Tonight, I went for my first run in almost two months. I expected it to be hard; It was pretty spectacular. The post-run endorphins made me feel great, and helped me focus on writing.
Exercise is my key to dealing with stress and staying focused. If I don’t make time to exercise, I get crabby, irritable, and concentrating on multiple tasks becomes extra difficult for me.
Exercise has also been something I have struggled with. I used to be a complete gym rat, to the point of over-exercising. I was obsessed with doing as much cardio as possible. I would make myself run until my legs literally couldn’t take anymore. I wouldn’t listen to my body; I would force myself to finish. If I didn’t finish my run, in my mind, I was a failure.
My lack of time recently has made me more economical with my workouts. Although I hadn’t gone for a run for two months, I usually workout at home, or go to yoga classes.
Economizing my workouts has also helped me be a better listener of my body’s internal cues.
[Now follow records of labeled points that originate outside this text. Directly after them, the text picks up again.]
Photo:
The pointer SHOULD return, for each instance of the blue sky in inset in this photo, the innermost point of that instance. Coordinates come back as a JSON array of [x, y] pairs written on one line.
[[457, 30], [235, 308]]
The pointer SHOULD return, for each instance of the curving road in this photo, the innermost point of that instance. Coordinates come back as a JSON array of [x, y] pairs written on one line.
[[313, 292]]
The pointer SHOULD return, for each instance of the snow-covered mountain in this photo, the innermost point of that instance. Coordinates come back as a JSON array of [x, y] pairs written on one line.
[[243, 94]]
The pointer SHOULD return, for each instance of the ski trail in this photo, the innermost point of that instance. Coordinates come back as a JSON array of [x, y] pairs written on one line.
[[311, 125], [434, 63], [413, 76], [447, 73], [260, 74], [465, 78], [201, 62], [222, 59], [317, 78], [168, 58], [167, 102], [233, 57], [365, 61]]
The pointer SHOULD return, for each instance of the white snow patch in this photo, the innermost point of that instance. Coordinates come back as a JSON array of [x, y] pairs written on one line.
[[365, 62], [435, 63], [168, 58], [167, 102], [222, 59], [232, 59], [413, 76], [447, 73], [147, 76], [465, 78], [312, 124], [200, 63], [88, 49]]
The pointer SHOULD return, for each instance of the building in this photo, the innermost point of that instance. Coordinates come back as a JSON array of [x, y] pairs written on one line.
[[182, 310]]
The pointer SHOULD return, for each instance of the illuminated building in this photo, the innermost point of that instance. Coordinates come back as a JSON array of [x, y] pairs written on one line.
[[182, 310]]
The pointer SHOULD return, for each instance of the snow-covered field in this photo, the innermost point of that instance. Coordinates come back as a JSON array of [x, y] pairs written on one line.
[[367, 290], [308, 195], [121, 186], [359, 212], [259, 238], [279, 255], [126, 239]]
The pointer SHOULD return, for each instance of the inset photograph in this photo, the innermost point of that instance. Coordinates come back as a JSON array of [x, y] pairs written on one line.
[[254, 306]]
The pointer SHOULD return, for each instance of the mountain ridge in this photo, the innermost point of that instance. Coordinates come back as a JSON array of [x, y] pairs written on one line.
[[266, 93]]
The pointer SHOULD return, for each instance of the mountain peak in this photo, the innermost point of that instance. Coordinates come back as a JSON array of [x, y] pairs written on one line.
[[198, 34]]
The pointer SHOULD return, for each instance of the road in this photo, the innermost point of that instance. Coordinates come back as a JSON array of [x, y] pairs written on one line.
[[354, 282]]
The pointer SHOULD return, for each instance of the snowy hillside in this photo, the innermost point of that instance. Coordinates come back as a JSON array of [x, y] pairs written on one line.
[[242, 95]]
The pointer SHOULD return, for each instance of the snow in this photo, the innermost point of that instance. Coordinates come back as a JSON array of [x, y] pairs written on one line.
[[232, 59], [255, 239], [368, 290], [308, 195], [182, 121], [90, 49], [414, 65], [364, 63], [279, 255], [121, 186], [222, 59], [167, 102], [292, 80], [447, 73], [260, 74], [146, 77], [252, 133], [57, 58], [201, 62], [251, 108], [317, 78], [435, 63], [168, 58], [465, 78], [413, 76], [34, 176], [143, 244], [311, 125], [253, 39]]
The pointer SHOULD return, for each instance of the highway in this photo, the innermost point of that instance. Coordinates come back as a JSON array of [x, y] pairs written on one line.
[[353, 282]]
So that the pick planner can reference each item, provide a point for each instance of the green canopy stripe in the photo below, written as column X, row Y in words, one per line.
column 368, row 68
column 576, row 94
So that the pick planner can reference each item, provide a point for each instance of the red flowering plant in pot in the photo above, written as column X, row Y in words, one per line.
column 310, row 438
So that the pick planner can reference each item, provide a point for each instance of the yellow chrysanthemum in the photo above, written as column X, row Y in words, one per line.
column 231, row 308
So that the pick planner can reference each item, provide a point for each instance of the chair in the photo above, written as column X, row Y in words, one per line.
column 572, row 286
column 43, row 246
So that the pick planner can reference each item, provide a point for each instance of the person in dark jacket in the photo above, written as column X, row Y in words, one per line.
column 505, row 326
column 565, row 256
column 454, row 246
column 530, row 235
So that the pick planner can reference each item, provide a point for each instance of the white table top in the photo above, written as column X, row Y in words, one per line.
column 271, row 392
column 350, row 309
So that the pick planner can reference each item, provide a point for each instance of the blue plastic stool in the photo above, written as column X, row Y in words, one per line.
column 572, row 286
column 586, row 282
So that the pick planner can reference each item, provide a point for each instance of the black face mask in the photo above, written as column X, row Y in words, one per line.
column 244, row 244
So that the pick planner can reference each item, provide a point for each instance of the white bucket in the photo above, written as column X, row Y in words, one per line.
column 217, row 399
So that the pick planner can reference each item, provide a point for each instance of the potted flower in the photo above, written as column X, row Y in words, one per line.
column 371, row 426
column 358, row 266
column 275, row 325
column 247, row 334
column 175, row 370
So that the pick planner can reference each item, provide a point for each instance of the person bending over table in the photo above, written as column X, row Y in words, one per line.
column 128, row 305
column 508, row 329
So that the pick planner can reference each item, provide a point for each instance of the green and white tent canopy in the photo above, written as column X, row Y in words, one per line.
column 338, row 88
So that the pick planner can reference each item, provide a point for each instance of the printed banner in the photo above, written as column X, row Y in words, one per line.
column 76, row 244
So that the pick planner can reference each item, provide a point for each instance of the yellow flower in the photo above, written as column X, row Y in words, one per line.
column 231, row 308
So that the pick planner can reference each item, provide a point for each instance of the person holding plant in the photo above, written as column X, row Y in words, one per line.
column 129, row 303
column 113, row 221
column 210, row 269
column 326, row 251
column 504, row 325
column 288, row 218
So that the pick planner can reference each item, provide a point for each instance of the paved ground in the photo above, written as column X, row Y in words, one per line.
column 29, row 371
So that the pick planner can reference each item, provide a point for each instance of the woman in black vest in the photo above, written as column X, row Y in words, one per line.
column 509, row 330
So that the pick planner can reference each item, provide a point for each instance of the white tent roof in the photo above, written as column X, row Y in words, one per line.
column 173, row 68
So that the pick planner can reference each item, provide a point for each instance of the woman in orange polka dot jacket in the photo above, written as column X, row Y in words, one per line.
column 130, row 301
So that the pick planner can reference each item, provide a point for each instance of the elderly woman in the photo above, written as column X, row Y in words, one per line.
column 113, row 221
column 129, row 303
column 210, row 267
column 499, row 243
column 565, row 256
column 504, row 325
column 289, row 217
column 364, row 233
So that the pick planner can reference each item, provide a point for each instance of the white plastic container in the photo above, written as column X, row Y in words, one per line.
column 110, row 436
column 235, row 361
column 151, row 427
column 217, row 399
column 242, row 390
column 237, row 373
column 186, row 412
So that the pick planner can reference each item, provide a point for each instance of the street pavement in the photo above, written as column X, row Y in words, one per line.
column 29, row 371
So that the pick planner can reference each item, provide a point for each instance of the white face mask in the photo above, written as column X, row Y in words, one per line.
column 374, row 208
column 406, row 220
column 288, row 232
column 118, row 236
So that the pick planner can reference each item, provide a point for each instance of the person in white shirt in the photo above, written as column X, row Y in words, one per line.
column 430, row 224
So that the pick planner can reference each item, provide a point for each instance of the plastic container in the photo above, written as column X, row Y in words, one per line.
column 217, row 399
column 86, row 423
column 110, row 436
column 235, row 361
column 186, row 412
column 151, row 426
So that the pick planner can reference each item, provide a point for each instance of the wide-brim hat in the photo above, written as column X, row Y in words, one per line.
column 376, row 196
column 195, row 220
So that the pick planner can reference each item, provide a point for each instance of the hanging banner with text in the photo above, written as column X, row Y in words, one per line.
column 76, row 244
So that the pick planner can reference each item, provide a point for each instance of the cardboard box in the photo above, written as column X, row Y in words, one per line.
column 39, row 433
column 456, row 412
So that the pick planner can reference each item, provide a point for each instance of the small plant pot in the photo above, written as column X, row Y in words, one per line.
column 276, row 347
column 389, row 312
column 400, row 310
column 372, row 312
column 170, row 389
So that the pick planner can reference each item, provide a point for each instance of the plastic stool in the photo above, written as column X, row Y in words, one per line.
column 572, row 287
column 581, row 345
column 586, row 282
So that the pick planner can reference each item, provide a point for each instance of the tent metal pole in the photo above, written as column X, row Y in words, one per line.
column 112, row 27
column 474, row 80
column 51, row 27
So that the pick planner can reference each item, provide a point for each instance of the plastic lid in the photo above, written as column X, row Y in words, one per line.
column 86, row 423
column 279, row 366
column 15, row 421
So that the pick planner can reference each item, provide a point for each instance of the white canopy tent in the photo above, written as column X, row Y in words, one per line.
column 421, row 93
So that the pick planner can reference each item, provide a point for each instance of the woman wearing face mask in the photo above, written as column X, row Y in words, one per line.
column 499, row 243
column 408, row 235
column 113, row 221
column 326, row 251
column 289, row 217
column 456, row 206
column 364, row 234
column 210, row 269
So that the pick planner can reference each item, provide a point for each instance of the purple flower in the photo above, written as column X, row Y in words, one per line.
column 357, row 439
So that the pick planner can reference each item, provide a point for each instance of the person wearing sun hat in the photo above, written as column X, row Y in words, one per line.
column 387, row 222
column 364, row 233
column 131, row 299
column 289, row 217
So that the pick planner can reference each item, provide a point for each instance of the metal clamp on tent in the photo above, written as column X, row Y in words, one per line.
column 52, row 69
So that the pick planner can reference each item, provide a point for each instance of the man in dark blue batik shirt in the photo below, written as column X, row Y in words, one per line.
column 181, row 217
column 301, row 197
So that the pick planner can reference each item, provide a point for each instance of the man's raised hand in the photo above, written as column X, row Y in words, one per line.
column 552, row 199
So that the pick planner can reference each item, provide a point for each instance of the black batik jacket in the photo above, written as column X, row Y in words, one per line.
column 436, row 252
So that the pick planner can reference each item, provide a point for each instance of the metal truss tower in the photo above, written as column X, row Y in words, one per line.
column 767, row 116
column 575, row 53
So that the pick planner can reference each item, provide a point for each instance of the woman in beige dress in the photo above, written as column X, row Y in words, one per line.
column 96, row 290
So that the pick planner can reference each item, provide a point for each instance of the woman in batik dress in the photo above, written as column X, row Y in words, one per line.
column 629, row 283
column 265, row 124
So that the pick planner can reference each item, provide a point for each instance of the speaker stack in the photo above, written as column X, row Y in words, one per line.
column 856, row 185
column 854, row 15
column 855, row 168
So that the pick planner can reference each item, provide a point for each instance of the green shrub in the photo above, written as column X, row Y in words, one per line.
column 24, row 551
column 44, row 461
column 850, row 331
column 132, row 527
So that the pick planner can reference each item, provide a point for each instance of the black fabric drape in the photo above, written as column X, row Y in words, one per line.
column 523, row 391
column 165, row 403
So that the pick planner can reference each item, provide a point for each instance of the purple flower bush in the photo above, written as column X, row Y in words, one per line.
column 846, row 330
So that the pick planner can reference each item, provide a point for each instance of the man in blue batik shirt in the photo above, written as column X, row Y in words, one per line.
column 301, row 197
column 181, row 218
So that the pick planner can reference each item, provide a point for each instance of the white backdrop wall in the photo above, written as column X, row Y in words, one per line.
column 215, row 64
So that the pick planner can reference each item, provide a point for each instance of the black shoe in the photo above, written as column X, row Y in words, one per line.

If I’m up late working on an assignment, or just generally tired, I’m getting better at knowing when, or when not, to push myself to workout.
My tendency to over-exercise, is something I have been slowly working at. When I threw out my back in April-not from a gym-related incident-I was anxious to get back to the treadmill. Maybe it was a sign that I just needed to relax a little?
I didn’t run for too long, or go too hard, tonight, and that’s why I enjoyed my run. My days of excessive cardio will hopefully be in the past.